Anna’s Hummingbird: A Year-Round Resident

Anna's Hummingbird by Dan Mitchell

Did you know that the Portland area is the year-round residence of one species of hummingbird? Anna’s Hummingbirds, the largest of coastal Pacific Northwest hummers, are non-migratory! Both sexes are primarily greenish in color, but in sunlight males flash purplish red iridescence on their foreheads, throat patches, and sides of neck.

The Anna’s Hummingbird is a year-round resident all along the west coast and inland into southwestern Arizona.  The early flowering gooseberry has been traditionally an important food source for this hummingbird in the winter, allowing it to breed earlier than other birds and before migrant species of hummingbirds return.  In fact, Anna’s Hummingbird is one of the earliest breeding birds, laying its eggs as early as December and as late as June.

Anna’s Hummingbirds are larger and much greener in color than our other common hummingbird, the Rufous Hummingbird.  The forehead of the male Anna’s is an iridescent rose color, as it the throat.
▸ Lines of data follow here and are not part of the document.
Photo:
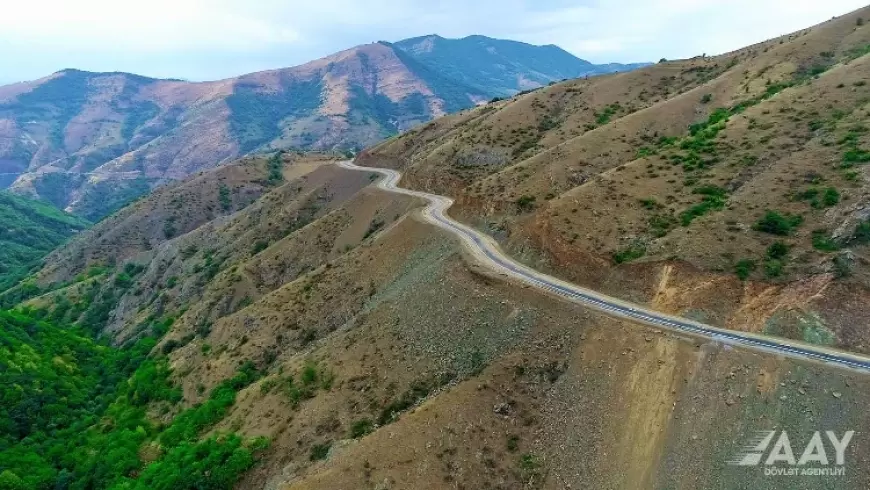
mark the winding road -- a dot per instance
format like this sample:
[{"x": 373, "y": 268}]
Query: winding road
[{"x": 489, "y": 254}]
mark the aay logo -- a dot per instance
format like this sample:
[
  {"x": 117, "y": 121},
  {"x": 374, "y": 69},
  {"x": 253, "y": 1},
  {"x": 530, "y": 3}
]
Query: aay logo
[{"x": 823, "y": 455}]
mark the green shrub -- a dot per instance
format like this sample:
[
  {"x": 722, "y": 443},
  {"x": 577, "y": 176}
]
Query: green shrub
[
  {"x": 823, "y": 242},
  {"x": 773, "y": 268},
  {"x": 525, "y": 203},
  {"x": 744, "y": 268},
  {"x": 630, "y": 253},
  {"x": 361, "y": 428},
  {"x": 775, "y": 223},
  {"x": 777, "y": 251},
  {"x": 319, "y": 452}
]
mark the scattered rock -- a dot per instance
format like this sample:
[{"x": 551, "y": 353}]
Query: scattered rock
[{"x": 502, "y": 408}]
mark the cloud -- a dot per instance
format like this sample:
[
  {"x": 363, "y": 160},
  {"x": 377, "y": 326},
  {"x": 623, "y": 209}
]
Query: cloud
[{"x": 207, "y": 39}]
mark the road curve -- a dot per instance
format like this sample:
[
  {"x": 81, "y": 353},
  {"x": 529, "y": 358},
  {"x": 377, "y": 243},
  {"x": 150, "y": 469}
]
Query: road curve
[{"x": 489, "y": 254}]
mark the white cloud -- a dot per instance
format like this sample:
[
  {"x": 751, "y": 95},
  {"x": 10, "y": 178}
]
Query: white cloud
[{"x": 203, "y": 39}]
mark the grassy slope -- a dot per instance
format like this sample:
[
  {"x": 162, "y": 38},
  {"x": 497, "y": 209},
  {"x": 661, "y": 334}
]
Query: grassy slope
[
  {"x": 655, "y": 184},
  {"x": 30, "y": 230}
]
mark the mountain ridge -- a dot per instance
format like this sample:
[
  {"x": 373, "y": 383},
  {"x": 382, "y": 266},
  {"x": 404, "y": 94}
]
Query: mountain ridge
[{"x": 89, "y": 142}]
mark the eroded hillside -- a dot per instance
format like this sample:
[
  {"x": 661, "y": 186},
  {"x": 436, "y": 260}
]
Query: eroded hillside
[
  {"x": 370, "y": 353},
  {"x": 731, "y": 189}
]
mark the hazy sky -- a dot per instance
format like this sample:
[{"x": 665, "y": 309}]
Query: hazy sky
[{"x": 211, "y": 39}]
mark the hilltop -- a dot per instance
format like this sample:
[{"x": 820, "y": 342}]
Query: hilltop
[
  {"x": 91, "y": 142},
  {"x": 278, "y": 322},
  {"x": 731, "y": 189}
]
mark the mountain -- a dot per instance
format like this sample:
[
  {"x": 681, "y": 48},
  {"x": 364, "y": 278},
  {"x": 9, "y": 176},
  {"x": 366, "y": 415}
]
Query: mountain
[
  {"x": 500, "y": 67},
  {"x": 91, "y": 142},
  {"x": 29, "y": 231},
  {"x": 280, "y": 322},
  {"x": 732, "y": 188}
]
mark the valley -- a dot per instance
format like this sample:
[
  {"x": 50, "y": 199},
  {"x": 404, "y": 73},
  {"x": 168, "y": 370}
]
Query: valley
[{"x": 540, "y": 276}]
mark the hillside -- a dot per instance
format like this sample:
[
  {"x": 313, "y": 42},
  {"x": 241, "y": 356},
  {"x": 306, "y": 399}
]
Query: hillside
[
  {"x": 500, "y": 67},
  {"x": 279, "y": 322},
  {"x": 305, "y": 322},
  {"x": 91, "y": 142},
  {"x": 29, "y": 231},
  {"x": 731, "y": 189}
]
In May and June, Anna’s Hummingbirds begin to undergo their molt.  They reduce the quarter-acre territory claimed during the breeding season to smaller areas with a few flowering plants and perhaps only one perch for guarding purposes.

How do Anna’s Hummingbirds, so dependent on nectar and insects for food, manage to survive through the winter this far north?  They, like other hummingbirds, have the ability to go into a torpid state to conserve energy.

The fast metabolism of this bird requires large quantities of fuel.  Deprive a hummingbird of food for even a couple of hours at the wrong time and it will will starve.  To get through a mild night, a hummingbird merely sits still to conserve energy.  But if this doesn’t cut heat loss sufficiently, the torpor mechanism takes over and drops the bird’s temperature from 105 degrees Fahrenheit to within several degrees of the surrounding air.  Its heart rate slows to 40 beats per minute, a drastic cutback from 500 per minute on idle and 1200 during flight.  In the morning the system revs up again, but doesn’t achieve full recovery until the bird can take flight.

Anna’s Hummingbirds will readily visit a sugar-water feeder.  We hear wonderful stories from customers about their wintering hummingbirds, and the fun and fascination of helping these marvelous flying machines through the cold days of winter.